* Trigger Warning: this article contains discussions of rape and sexual assault
There is a harrowing wail ebbing from the pit of my stomach and I do not know how to silence it. There is a crippling terror that has a hold of my body and I do not know how to settle it. There is a war being waged against the most vulnerable in this country and we are the only ones counting the lives lost and mourning for them. Violence is our nation’s anthem, and “text me when you get home” the national prayer of the femme and preferably unheard. That incoming message we wait in bated breath for; “made it home okay” our not always guaranteed amen.
Nkosi mayishe iAfrika.
Lindiwe Mngxitama, 2019.
A couple of weeks ago I was in an Uber home from work — my driver was femme — and in the short drive it takes to get to my place, we had somehow found ourselves talking about the ever constant; ever crippling; ever suffocating tightly noosed fear we constantly carry with us as femmes living in South Africa — beloved rape capital of the world.
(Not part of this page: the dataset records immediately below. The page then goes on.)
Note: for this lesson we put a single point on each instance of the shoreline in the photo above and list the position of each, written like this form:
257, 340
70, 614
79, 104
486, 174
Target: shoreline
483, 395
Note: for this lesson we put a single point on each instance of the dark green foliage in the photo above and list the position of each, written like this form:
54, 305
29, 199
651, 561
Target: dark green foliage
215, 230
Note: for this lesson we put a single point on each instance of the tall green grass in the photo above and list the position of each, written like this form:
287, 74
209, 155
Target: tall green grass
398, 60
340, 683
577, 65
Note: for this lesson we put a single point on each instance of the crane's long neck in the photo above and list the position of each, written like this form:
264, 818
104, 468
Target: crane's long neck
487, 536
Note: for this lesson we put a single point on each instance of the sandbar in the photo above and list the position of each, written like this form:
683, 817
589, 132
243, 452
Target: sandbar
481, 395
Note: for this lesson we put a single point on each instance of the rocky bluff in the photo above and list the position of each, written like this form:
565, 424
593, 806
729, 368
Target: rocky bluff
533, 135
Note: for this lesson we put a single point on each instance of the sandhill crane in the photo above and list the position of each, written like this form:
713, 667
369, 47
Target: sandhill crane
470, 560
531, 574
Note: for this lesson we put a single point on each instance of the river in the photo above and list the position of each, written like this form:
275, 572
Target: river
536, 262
I told her that the older I get, the more acutely and intimately I begin to understand the panicked worry I remember hearing in my mother’s voice every time she would bid me farewell into the night as a teenager. She told me about how she trusts no man with or around her daughters — even her own brothers. Nkosi mayishe iAfrika; let our fear, anger and grief be fuel for the fire.
What words figure the femme body in the tapestry of South Africa’s violent patriarchal national imagination? What possibilities of language do we have to talk about our lives and embodied experience that do not flow from fear’s family tree? Stranger danger a constant noose around our necks. There is nothing sacred about the mathematics of being made through gender, especially when one is being made ‘girl’, what Sara Ahmed calls in ‘Living a Feminist Life’ “girling”.
In South Africa someone is raped or sexually abused every 25 seconds.
It is estimated that a woman born in South Africa has a greater chance of being raped than learning to read.
2 out of 5 South African [masc] learners say they have been raped according to a survey carried out in 1 200 schools across the country.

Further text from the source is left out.